Property has once again shown its value towards the country’s economy as it was revealed that UK commercial property investment is set to reach a new record high, reports development specialist Richard Carr.
£70 billion forecasted
Research produced by Propertydata indicates that investment volumes are set to be the highest ever on record this year.
During the first three quarters of 2015 almost £50 billion of transactions were completed and with a healthy pipeline of deals, the final quarter volumes are expected to exceed £20 billion.
The volumes for the first nine months of this year show a 17% increase against the same period last year with much of this capital coming from overseas investors.
2015 has seen a 45% increase in international investment based on 2014 and by the year end overseas investors are expected to account for over 50% of the UK market for the first time ever. This compares with just a 25% share some 15 years ago.
“There is still plenty of capital chasing commercial property, with this year set to be record breaking. However, with the market edging towards its natural peak in the cycle, a pause for breath seems likely in 2016,” said Darren Yates, head of research at Carter Jonas.
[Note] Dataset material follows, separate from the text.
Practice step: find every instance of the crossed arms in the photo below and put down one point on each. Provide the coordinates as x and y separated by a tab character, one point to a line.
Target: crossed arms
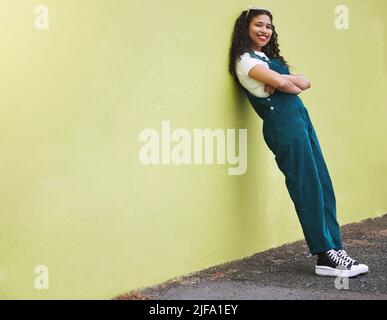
275	81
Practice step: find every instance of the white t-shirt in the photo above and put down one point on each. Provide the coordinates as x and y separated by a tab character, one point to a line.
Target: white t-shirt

“Moreover, investors will need to factor in headwinds such as the anticipated interest rate rise and the EU referendum may start to play on investors’ minds.”
Growth in hotels
The majority of growth in the area has been down to a sharp increase in deals involving hotels, leisure and specialist property assets, whereas investment deals in offices and retail warehousing rose by just 1% over the same period.
Investors are also taking advantage of smaller established cities after finding good value investment opportunities tough to come by in central London and large regional cities.
Areas such as Oxford, Cambridge and Bath have experienced increases in volumes, however as supply is restricted in these locations it could add downward pressure on yields.